NMR Phase Error Correction with New Modelling Approaches

Abstract

Nuclear Magnetic Resonance (NMR) spectroscopy is a highly sensitive analytical technique essential for precise molecular identification and quantification. However, accurate results depend on effective pre-processing to correct for various types of errors. Phase error correction, in particular, is crucial for ensuring the reliability of NMR data. Current methods often rely on a single linear model, which may not adequately address all types of phase errors. As a result, this limitation frequently requires manual intervention, making the process both time-consuming and prone to errors. To address these limitations, we propose three modelling approaches for NMR phase error correction: nonlinear shrinkage, multiple models, and a new optimization function called delta absolute net minimization (DANM).
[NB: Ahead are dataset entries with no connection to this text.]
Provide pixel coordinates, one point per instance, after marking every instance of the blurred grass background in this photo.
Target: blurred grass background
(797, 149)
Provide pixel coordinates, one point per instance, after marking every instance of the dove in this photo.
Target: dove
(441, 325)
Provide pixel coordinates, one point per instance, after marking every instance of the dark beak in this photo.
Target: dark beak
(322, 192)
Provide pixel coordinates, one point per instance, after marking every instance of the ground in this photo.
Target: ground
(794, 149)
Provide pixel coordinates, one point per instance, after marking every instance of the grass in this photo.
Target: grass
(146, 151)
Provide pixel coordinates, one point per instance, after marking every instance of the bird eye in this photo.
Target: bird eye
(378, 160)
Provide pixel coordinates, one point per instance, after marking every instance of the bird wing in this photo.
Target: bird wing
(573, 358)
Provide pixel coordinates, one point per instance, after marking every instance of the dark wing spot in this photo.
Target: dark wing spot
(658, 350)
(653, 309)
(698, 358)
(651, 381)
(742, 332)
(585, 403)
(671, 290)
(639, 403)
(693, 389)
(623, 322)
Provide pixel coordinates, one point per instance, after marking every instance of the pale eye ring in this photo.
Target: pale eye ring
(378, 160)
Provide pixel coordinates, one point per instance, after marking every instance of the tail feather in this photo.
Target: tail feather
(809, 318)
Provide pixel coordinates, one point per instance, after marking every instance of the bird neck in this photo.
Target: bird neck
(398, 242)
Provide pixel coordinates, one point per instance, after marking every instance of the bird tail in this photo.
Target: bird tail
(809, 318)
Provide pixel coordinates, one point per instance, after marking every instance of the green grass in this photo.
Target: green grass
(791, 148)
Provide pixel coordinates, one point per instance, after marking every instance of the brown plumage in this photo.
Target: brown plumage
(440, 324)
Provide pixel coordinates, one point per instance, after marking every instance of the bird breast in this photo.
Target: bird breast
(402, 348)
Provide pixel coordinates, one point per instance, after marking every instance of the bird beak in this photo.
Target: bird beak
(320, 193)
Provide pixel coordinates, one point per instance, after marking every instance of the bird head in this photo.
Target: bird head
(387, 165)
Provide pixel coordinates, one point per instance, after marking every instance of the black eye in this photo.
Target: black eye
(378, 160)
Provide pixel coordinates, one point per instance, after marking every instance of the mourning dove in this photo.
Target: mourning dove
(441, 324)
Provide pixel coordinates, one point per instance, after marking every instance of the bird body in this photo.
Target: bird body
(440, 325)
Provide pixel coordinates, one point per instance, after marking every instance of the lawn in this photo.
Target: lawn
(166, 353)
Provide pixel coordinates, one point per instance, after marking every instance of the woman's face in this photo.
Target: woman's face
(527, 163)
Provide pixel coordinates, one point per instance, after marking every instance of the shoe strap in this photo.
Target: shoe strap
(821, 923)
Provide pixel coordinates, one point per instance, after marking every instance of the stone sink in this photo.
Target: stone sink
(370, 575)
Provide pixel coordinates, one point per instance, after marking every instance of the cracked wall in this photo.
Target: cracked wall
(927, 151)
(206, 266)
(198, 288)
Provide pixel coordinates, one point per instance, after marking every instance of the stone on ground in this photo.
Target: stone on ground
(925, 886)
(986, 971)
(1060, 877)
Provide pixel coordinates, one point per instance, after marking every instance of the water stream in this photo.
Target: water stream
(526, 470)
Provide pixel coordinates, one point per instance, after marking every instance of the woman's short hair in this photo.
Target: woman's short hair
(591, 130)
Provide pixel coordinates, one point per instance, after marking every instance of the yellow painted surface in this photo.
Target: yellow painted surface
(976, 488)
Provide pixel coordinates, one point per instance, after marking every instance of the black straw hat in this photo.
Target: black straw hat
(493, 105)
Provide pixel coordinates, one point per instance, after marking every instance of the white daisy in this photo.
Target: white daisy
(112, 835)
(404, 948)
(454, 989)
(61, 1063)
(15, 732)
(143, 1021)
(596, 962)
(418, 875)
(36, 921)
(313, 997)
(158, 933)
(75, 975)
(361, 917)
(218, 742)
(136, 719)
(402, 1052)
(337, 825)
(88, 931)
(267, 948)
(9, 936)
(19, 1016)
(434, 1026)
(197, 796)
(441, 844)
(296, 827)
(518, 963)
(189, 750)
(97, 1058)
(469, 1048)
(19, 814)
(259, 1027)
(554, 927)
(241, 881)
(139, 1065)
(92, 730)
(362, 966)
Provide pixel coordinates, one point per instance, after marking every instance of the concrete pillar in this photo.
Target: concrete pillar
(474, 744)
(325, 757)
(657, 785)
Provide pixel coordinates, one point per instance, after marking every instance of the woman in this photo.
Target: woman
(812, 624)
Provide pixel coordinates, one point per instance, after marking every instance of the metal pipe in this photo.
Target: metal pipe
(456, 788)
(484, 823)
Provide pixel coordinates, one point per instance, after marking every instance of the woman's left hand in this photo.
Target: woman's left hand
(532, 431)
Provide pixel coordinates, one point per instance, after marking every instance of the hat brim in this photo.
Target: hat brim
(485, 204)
Our comparison of seven methods revealed that nonlinear shrinkage outperformed others in both simulated spectra and a diabetes study, followed by multiple models with DANM. Additionally, our spike-in experiments demonstrated that DANM performed quite well in both single and multiple models. Our nonlinear shrinkage approach is a simple yet effective solution. We provide an open-source R package, NMRphasing, available on CRAN (https://cran.r-project.org/web/packages/NMRphasing/) and on GitHub (https://github.com/ajiangsfu/NMRphasing).